Rick Scuteri-USA TODAY Sports

The Oakland Athletics starter Spring Training with a competition for the second base job between no less than three players.

By the time Opening Day is here, the team is probably thankful that they’ll have one.

A couple of injury scares to the players with inside tracks on the job will do that, and the team is now feeling the full effects of one of them being a little more than a scare, as Jemile Weeks is still not ready to return to the big league camp yet. According to Jane Lee of MLB.com, Weeks isn’t due back with the A’s until towards the end of the week, after taking the last couple of weeks to recover from a bruised shoulder.

As for Scott Sizemore? Well, the good news is that he’s returned from a scary looking hit-by-pitch on his left hand; the bad news? The 28-year old has struggled since his return, going 0-for-9 in his last four games with five strikeouts.

Sure, Adam Rosales and Eric Sogard are both doing pretty well in their Cactus League campaigns (.897 and .911 OPS respectively), but they’re really playing more for a backup spot on the bench as opposed to a starting role.

The reason? Jed Lowrie.

In fact, you could say that this is the exact reason why the A’s traded for the super-utility man to begin with. Lowrie has started both at second and shortstop this spring, and owns a nice .375/.483/.708 triple slash over 10 games, with a pair of homers.

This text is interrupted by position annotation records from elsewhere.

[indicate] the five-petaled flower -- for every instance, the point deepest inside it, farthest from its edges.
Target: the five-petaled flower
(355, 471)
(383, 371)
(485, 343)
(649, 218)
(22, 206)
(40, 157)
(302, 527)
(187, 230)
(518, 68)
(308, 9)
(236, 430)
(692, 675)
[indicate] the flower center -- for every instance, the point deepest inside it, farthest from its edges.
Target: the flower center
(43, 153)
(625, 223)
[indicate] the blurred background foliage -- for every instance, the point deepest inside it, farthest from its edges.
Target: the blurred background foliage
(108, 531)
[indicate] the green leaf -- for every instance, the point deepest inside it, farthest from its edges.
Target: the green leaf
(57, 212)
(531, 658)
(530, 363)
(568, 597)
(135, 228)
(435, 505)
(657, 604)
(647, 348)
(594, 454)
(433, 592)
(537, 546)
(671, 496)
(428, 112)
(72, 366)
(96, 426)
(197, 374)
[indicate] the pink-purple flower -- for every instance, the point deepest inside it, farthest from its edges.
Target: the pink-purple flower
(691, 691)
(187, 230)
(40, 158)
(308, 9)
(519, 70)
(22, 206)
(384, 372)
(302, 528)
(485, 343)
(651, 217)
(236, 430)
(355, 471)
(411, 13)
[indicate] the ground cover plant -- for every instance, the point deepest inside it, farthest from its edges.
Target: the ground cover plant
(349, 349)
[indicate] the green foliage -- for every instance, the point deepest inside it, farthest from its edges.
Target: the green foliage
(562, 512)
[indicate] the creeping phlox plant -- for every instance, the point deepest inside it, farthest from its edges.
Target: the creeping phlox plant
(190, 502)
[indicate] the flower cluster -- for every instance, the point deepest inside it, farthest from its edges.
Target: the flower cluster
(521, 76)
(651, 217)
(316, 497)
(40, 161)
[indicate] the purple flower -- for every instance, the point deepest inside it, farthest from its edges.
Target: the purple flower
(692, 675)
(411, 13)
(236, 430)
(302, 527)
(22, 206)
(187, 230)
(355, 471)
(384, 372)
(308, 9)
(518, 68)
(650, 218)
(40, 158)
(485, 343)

At the rate things are going with Weeks and Sizemore, Oakland isn’t going to have much choice other than to take the utility tag away from their new acquisition and find a regular spot for him to play.

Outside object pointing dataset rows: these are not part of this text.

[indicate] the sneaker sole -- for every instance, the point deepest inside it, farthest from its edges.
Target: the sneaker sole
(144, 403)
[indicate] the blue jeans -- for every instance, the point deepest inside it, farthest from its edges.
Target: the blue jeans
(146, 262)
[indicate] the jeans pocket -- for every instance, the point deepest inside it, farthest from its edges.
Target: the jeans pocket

Except there might just be a problem with that, too.

According to Danny Knobler of CBS Sports, the A’s Hiroyuki Nakajima experience isn’t exactly going as well as planned — and perhaps rightfully so, considering that the Japanese free agent has 10 strikeouts over his 24 spring at-bats.

So, there could essentially be a couple of positions that could use Lowrie as a potential full-time player. Given that Nakajima is a newcomer, though, I suspect that he’ll be given a bit of a longer leash to get adjusted, which should mean that the team may want to focus more attention on their second base competition gone wrong.

Either way, Lowrie will have come in to camp without having a position to play, only end up being the glue that holds the A’s infield together by the time the season opens.

Just another day on the job for a super-utility man, then.